ThisNewPinkFox · 03/01/2025 12:13

brightlyshone · 02/01/2025 16:32

DD is now 18 months and almost at newborn levels of clinginess and I’m starting to worry I’m not dealing with it well and that it’s impeding her development. She wants to be carried all the time - she won’t really walk anywhere except short distances at home. If I try to have a pram walk she spends the entire time crying and twisting around trying to get to me. We can’t go to the park as she won’t go on anything, if I try to put her down for any length of time she just cries. Home is a nightmare because I can’t do anything - just now trying to cook dinner and she’s hanging onto my legs crying.

It’s nice she’s attached to me but it’s so draining, I feel she isn’t getting much out of life (to put it bluntly) and that her older sibling is majorly missing out. Any tips for managing this?

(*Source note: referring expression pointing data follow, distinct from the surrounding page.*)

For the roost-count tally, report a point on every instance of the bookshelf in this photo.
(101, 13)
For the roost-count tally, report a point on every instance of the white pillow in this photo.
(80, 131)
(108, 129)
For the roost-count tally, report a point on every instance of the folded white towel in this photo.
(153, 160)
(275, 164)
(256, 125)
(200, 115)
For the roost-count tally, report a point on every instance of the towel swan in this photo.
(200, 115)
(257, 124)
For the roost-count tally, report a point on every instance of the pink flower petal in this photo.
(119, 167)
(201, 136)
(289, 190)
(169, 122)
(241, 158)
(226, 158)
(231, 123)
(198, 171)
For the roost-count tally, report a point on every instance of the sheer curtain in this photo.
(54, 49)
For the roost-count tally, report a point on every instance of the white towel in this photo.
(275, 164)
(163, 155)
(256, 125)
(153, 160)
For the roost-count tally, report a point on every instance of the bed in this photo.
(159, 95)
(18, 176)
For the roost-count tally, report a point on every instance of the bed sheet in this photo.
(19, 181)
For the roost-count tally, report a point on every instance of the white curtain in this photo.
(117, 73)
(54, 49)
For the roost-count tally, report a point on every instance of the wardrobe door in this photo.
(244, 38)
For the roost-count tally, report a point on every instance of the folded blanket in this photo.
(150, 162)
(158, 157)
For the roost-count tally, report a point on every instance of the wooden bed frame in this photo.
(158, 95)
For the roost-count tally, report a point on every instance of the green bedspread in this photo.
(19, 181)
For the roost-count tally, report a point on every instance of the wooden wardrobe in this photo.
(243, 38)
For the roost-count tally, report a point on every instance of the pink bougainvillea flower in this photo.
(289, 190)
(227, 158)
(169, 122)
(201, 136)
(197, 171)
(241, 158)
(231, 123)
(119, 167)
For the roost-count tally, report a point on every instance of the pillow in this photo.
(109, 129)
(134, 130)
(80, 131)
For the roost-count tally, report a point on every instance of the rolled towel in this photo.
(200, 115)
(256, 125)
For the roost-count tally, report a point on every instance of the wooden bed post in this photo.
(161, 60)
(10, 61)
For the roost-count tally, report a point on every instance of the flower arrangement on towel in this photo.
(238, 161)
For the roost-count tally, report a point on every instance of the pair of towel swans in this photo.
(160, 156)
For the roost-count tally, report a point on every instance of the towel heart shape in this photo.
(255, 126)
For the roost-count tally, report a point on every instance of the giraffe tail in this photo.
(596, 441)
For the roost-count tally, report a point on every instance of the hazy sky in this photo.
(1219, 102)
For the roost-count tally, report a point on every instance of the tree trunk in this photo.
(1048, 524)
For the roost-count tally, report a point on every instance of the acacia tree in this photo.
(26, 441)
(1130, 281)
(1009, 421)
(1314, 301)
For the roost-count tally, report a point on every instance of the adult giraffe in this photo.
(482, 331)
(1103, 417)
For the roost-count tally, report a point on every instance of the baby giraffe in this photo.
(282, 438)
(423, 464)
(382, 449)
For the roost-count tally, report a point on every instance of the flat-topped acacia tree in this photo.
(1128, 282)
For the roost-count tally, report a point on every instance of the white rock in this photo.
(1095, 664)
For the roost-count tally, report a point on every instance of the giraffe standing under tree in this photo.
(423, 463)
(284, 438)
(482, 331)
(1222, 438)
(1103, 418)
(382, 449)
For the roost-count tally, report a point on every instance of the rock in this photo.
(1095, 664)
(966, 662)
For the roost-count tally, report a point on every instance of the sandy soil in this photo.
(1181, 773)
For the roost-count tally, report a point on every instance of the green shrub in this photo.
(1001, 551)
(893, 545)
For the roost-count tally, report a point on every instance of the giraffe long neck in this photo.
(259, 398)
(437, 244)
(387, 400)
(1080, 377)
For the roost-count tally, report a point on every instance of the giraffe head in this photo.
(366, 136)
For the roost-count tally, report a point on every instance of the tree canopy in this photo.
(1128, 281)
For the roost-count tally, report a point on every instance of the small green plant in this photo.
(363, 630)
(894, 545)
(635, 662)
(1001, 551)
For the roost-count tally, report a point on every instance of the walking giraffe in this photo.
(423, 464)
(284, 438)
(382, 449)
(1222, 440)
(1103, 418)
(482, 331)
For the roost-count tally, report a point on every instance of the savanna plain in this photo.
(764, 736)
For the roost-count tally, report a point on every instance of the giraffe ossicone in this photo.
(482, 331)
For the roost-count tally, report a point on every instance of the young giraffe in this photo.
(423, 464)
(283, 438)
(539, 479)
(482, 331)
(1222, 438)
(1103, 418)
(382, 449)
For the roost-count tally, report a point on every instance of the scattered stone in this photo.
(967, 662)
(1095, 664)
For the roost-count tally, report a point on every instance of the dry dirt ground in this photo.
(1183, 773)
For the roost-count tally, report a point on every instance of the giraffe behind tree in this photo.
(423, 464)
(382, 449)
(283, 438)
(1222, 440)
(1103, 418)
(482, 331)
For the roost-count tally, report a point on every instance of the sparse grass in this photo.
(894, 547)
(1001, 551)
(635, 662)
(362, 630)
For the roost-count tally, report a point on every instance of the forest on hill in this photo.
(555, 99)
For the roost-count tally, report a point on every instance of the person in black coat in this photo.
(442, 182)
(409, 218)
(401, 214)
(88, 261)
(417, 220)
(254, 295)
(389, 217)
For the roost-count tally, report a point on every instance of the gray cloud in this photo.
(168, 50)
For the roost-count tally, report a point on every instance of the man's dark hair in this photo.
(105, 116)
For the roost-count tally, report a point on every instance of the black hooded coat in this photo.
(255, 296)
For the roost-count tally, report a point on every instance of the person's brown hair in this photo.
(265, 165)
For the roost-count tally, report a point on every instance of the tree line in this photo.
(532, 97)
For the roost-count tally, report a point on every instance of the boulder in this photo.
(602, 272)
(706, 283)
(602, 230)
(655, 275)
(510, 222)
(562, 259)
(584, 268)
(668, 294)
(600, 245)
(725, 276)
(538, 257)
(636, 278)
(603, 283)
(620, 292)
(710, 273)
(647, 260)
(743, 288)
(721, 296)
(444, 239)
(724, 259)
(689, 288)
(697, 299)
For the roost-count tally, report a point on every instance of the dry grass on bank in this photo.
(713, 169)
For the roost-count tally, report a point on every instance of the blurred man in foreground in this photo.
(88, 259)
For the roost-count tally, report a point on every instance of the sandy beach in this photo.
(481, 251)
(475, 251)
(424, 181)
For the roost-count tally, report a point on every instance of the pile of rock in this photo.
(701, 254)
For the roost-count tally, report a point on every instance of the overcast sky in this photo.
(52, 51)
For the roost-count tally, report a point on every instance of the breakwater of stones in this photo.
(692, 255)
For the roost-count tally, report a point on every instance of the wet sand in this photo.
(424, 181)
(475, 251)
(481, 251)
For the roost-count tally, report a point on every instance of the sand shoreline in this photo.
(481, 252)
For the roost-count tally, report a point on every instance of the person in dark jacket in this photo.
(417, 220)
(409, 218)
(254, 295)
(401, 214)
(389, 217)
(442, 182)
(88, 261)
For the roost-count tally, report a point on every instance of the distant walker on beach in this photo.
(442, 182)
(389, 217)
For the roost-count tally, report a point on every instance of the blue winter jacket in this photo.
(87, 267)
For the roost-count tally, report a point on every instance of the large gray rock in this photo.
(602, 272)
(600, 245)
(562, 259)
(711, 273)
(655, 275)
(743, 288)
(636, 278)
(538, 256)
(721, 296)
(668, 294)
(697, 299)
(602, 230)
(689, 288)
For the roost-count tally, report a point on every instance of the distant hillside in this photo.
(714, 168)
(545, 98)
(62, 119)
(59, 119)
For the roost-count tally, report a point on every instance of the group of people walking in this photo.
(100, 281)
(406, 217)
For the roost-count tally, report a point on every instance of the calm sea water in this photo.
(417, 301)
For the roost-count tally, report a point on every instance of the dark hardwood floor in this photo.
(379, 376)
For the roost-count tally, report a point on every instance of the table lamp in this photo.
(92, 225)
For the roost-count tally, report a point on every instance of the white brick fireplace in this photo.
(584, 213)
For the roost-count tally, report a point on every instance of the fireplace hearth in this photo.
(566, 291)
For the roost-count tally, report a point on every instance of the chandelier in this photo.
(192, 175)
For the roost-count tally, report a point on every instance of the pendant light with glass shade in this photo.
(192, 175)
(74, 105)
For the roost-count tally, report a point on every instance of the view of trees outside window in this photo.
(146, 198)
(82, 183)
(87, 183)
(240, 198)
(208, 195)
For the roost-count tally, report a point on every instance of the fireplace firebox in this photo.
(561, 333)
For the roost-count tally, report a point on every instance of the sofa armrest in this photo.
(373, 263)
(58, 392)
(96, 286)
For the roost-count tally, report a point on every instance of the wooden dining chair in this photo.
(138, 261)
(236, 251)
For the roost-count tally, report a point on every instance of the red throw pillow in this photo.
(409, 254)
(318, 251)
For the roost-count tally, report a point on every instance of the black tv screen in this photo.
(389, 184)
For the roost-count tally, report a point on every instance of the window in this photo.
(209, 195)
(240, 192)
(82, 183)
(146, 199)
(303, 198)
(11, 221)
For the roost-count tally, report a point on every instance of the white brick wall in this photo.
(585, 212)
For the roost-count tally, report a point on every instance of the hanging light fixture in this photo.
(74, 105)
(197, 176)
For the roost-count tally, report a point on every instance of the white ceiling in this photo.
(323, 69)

My son (he’s my second and youngest) was super clingy! He even slept in my bed until he was about 4! He’d follow me around the house and want picking up , always wanted to cuddle etc.
just before he turned 5 it all randomly stopped! Now he’s 8 and for the past few years he’s very independent, if I ask for a cuddle it only lasts a few seconds.

I’ll admit I miss my shadow! I’d say enjoy it while it lasts!